ProkBERT PhaStyle: Accurate Phage Lifestyle Prediction with Pretrained Genomic Language Models
ProkBERT PhaStyle: Accurate Phage Lifestyle Prediction with Pretrained Genomic Language Models
Juhasz, J.; Bodnar, B.; Juhasz, J.; Ligeti-Nagy, N.; Pongor, S.; Ligeti, B.
AbstractBackground: Phage lifestyle prediction, i.e. classifying phage sequences as virulent or temperate, is crucial in biomedical and ecological applications. Phage sequences from metagenome or metavirome assemblies are often fragmented, and the diversity of environmental phages is not well known. Current computational approaches often rely on database comparisons and machine learning algorithms that require significant effort and expertise to update. We propose using genomic language models for phage lifestyle classification, allowing efficient direct analysis from nucleotide sequences without the need for sophisticated preprocessing pipelines or manually curated databases. Methods: We trained three genomic language models (DNABERT-2, 117m parameters; Nucleotide Transformer, 50-500m parameters; and ProkBERT, 21-26m parameters) on datasets of short, fragmented sequences. These models were then compared with dedicated phage lifestyle prediction methods (PhaTYP, DeePhage, BACPHLIP) in terms of accuracy, prediction speed, and generalization capability. Results: ProkBERT PhaStyle consistently outperforms existing models in various challenging scenarios. It generalizes well for out-of-sample data, accurately classifes phages from extreme environments, and also demonstrates high inference speed.
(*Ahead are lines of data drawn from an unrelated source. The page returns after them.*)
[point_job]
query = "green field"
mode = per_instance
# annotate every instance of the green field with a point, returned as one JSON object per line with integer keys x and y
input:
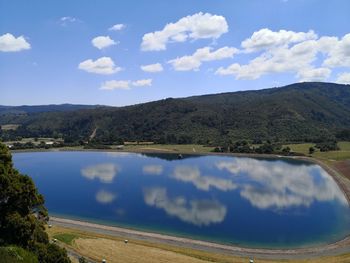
{"x": 342, "y": 154}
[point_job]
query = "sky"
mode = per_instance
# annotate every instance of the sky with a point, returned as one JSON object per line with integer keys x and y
{"x": 127, "y": 52}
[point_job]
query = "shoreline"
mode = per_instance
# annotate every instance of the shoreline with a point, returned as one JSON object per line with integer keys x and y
{"x": 335, "y": 248}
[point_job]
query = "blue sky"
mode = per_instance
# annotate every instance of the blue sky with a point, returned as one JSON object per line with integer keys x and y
{"x": 48, "y": 54}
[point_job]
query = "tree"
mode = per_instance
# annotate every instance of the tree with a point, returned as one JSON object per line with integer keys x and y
{"x": 23, "y": 214}
{"x": 311, "y": 150}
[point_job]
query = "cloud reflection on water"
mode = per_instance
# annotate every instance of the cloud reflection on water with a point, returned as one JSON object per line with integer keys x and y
{"x": 105, "y": 197}
{"x": 279, "y": 184}
{"x": 198, "y": 212}
{"x": 153, "y": 169}
{"x": 192, "y": 174}
{"x": 104, "y": 172}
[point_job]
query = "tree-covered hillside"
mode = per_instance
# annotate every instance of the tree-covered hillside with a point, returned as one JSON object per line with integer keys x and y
{"x": 298, "y": 112}
{"x": 22, "y": 218}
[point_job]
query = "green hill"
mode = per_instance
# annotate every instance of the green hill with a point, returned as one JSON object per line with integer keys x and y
{"x": 298, "y": 112}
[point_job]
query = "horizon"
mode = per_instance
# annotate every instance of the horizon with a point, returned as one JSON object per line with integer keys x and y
{"x": 181, "y": 97}
{"x": 67, "y": 56}
{"x": 207, "y": 94}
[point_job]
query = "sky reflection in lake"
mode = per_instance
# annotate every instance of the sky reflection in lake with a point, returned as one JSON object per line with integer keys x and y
{"x": 246, "y": 201}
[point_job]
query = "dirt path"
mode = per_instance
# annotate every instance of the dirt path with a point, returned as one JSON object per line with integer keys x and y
{"x": 337, "y": 248}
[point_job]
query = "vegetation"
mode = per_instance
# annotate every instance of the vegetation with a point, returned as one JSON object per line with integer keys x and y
{"x": 302, "y": 112}
{"x": 66, "y": 237}
{"x": 23, "y": 215}
{"x": 13, "y": 254}
{"x": 98, "y": 246}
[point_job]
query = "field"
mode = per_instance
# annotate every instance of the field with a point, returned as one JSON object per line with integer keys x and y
{"x": 97, "y": 247}
{"x": 331, "y": 156}
{"x": 8, "y": 127}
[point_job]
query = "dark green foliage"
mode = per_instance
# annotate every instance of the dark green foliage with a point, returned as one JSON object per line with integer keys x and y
{"x": 13, "y": 254}
{"x": 302, "y": 112}
{"x": 23, "y": 215}
{"x": 343, "y": 135}
{"x": 311, "y": 150}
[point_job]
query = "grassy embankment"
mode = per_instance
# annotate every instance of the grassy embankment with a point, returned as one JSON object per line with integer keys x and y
{"x": 96, "y": 246}
{"x": 113, "y": 249}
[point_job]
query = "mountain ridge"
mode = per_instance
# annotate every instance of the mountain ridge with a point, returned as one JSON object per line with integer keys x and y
{"x": 296, "y": 112}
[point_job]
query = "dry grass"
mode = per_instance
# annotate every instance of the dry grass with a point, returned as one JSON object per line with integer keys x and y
{"x": 98, "y": 246}
{"x": 118, "y": 251}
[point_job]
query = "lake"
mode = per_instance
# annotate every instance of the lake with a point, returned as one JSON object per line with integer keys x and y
{"x": 252, "y": 202}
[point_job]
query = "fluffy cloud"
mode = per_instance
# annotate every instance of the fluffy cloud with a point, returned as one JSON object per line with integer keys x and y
{"x": 152, "y": 68}
{"x": 314, "y": 74}
{"x": 192, "y": 175}
{"x": 117, "y": 27}
{"x": 104, "y": 172}
{"x": 194, "y": 61}
{"x": 115, "y": 84}
{"x": 291, "y": 52}
{"x": 142, "y": 82}
{"x": 103, "y": 65}
{"x": 101, "y": 42}
{"x": 153, "y": 169}
{"x": 281, "y": 59}
{"x": 65, "y": 20}
{"x": 343, "y": 78}
{"x": 125, "y": 84}
{"x": 339, "y": 52}
{"x": 196, "y": 26}
{"x": 198, "y": 212}
{"x": 266, "y": 39}
{"x": 104, "y": 197}
{"x": 281, "y": 185}
{"x": 9, "y": 43}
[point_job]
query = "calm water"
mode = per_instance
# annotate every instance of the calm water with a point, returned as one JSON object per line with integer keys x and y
{"x": 245, "y": 201}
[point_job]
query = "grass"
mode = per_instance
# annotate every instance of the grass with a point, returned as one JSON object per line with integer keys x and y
{"x": 66, "y": 238}
{"x": 183, "y": 148}
{"x": 342, "y": 154}
{"x": 113, "y": 249}
{"x": 7, "y": 127}
{"x": 13, "y": 254}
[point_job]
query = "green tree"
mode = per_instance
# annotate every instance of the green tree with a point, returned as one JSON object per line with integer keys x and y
{"x": 23, "y": 215}
{"x": 311, "y": 150}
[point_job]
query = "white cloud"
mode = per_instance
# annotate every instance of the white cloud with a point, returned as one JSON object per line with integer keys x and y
{"x": 303, "y": 54}
{"x": 279, "y": 59}
{"x": 314, "y": 74}
{"x": 192, "y": 175}
{"x": 117, "y": 27}
{"x": 281, "y": 185}
{"x": 125, "y": 84}
{"x": 266, "y": 39}
{"x": 101, "y": 42}
{"x": 115, "y": 84}
{"x": 154, "y": 169}
{"x": 142, "y": 82}
{"x": 105, "y": 197}
{"x": 198, "y": 212}
{"x": 339, "y": 53}
{"x": 152, "y": 68}
{"x": 103, "y": 65}
{"x": 194, "y": 61}
{"x": 343, "y": 78}
{"x": 104, "y": 172}
{"x": 196, "y": 26}
{"x": 9, "y": 43}
{"x": 65, "y": 20}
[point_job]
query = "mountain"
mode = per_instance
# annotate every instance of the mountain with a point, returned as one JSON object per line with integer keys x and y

Despite having up to 20 times fewer parameters, it proved to be more performant than much larger genomic language models. Conclusions: Genomic language models offer a simple and computationally efficient alternative for solving complex classification tasks, such as phage lifestyle prediction. ProkBERT PhaStyle\'s simplicity, speed, and performance suggest its utility in various ecological and clinical applications.